Brown Bear: "The Archetypal Bear."  This is the bear that everyone usually thinks of first when they think of bears.  It's image is so tied to bears that the scientific name literally translates to "Bear, bear."  It's the species of bear that ours has the longest history with, dating back to prehistoric times.  Within recent centuries, its range stretched from Mexico to Morocco, Ireland to Japan.  Across this range, it was broken into several subspecies, from the tiny brown bears of the Syrian desert to the hulking behemoths of Kodiak Island.  Among these is Ursus arctos horribilis, the bear we call the grizzly.

American Black Bear: "The Common Bear."  This bear, found over North America, is the most common of the world's bears and is actually on something of a rebound.  It's numbers are expanding in many areas, and is the bear that many Americans are most likely to encounter.  While smaller than the brown bear where their ranges overlap, it can still be an impressively large animal.  Despite the name, black bears aren't always black.  Some are cinnamon red, or glacial blue, or brown (but still aren't "brown bears").  One population in British Columbia is even a ghostly white.

Polar Bear: "The Marine Bear."  Sitting on top of the world, the polar bear is the only bear that the US government classifies as a marine mammal.  On average it is the biggest of bears, though the Kodiak subspecies of brown bear can be bigger.  In recent years, the polar bear has become best known to us as a symbol of global climate change and the poster-species for fighting global warming.

Asian Black Bear: "The Moon Bear."  This bear is, in many ways, the Asian answer to the American black bear, though it is rarer and much less-studied.  At a quick glance, the two look alike, but the Asian black bear has a shaggy mane and bigger ears.  It also usually has a white crescent of fur on its chest, for which it receives the nickname of "moon bear."  Confusingly enough, many other bear species can also sometimes bear this marking.

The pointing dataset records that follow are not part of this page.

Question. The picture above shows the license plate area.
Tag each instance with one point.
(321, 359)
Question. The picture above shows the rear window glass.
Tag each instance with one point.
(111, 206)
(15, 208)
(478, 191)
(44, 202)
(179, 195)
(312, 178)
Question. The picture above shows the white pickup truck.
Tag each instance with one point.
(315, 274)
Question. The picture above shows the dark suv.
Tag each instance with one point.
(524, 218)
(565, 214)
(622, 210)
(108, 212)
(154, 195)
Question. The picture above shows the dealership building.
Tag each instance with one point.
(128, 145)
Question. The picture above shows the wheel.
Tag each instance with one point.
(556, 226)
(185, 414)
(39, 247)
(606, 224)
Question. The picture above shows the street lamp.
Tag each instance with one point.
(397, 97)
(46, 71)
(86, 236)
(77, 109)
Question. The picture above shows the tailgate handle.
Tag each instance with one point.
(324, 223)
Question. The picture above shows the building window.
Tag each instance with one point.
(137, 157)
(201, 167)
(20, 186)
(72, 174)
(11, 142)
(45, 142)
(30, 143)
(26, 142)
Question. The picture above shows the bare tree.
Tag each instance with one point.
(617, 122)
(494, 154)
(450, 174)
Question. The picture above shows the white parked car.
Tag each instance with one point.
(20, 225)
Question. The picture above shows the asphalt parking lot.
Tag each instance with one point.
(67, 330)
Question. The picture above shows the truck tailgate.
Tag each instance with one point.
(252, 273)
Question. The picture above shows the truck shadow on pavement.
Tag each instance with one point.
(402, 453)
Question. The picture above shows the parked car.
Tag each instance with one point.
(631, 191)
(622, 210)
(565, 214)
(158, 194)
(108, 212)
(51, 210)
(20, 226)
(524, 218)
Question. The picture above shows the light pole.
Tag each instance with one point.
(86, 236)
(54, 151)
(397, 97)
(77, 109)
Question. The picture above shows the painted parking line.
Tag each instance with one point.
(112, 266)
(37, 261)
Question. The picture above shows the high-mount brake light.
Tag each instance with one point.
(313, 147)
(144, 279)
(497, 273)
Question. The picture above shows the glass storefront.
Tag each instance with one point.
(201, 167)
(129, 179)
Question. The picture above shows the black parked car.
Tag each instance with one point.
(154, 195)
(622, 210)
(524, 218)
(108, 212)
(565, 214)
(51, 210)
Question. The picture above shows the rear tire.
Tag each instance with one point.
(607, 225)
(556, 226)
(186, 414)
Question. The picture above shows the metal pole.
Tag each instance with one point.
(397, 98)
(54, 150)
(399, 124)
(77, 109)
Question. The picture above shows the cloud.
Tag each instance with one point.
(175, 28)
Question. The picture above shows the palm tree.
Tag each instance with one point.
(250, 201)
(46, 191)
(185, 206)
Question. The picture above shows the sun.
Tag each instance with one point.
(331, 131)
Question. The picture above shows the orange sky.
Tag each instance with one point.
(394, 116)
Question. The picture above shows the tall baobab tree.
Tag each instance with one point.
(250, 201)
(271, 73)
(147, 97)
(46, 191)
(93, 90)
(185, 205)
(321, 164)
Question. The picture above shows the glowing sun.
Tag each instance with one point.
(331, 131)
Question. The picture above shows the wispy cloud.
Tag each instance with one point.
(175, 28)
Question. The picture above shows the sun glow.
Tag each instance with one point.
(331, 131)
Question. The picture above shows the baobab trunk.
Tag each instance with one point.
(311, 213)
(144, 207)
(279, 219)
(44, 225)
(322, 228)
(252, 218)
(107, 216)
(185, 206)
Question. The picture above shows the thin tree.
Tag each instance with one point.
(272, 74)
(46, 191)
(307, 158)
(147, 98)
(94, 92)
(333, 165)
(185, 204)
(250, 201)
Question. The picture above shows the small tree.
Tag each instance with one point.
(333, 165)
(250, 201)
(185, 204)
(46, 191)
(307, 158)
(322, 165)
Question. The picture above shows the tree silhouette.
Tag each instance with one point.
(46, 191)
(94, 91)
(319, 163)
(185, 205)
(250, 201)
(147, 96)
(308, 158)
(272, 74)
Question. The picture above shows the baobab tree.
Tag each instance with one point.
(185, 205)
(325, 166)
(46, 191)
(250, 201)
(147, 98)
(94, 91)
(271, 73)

Sloth Bear: "The Termite Bear."  This South Asian bear looks so strange that European explorers weren't sure if it was a sloth-like bear or a bear-like sloth.   In a family of generalist feeders, the sloth bear is an odd creature, specializing on eating termites - perhaps it would be better named the anteater bear.  Despite its relatively small size and insectivorous diet, this bear has a reputation of being one of the most aggressive of bears and, in its range, is feared more than the tiger by some.

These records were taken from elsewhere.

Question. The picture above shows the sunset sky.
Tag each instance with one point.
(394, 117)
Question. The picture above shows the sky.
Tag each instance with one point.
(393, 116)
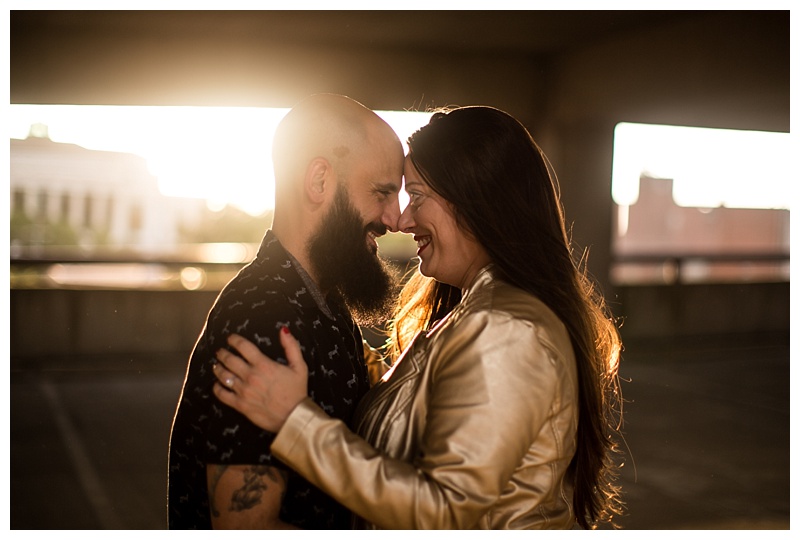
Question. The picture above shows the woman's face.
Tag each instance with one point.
(446, 252)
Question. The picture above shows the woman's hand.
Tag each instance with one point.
(258, 387)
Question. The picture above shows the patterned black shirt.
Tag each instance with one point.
(266, 294)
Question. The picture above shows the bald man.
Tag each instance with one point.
(338, 172)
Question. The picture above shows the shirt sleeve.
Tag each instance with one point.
(493, 384)
(230, 437)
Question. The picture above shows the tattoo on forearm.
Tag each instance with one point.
(249, 495)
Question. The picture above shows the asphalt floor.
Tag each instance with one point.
(707, 435)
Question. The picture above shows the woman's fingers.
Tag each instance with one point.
(232, 363)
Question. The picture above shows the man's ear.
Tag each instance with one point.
(319, 180)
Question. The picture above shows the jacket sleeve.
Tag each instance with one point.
(493, 384)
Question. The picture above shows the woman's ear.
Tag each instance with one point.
(318, 180)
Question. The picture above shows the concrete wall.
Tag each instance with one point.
(73, 328)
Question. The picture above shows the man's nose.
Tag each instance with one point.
(391, 215)
(406, 220)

Sun Bear: "The Honey Bear."  This is the smallest of the bears, and (while most bears do climb) the most arboreal.  It resembles a giant pug dog more than a bear, and in some ways acts more like a monkey, spending all day climbing the trees collecting fruits.  The name comes from the beautiful golden crescent splashed across its chest, resembling the rising sun.

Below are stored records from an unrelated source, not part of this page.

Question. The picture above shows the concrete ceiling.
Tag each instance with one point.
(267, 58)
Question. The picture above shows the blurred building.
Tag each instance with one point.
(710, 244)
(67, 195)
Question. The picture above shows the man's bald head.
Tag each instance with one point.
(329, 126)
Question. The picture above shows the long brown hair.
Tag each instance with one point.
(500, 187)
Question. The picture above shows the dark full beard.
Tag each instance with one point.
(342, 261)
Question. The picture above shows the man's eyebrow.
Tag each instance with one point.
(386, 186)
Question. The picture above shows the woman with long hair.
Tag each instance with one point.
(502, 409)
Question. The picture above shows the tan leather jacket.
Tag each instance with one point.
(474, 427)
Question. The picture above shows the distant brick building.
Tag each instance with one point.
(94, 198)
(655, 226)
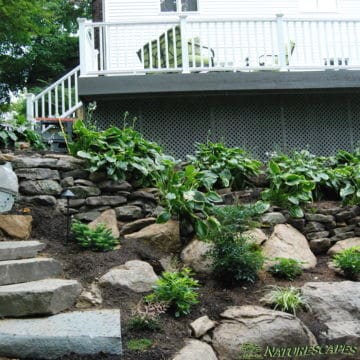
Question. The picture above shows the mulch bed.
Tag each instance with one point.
(86, 266)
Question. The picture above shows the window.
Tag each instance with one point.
(178, 5)
(319, 5)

Andean (Spectacled) Bear: "The South American Bear."  The only bear found south of the equator, this is the last remnant of a now-extinct lineage of bears that once roamed the Americas - the short-faced bears.  This species diverged long ago from the previous six and is not as closely related.  This bear is named both for its range in the Andes Mountains, as well as for the facial markings, a cream colored pair of circles around the eyes that resemble spectacles.  

Giant Panda: "The Bamboo Bear."  Perhaps you could call this "the unbear" as well.  It's so different from the other bears that for decades scientists weren't sure if it even was a bear.  Even more of an outlier among the bears in terms of diet than the sloth bear, the giant panda almost exclusively eats bamboo.  Although it is today one of the most famous and recognizable of all animals in the world - the endangered species to many people - it was only known outside of its native range for less than two hundred years.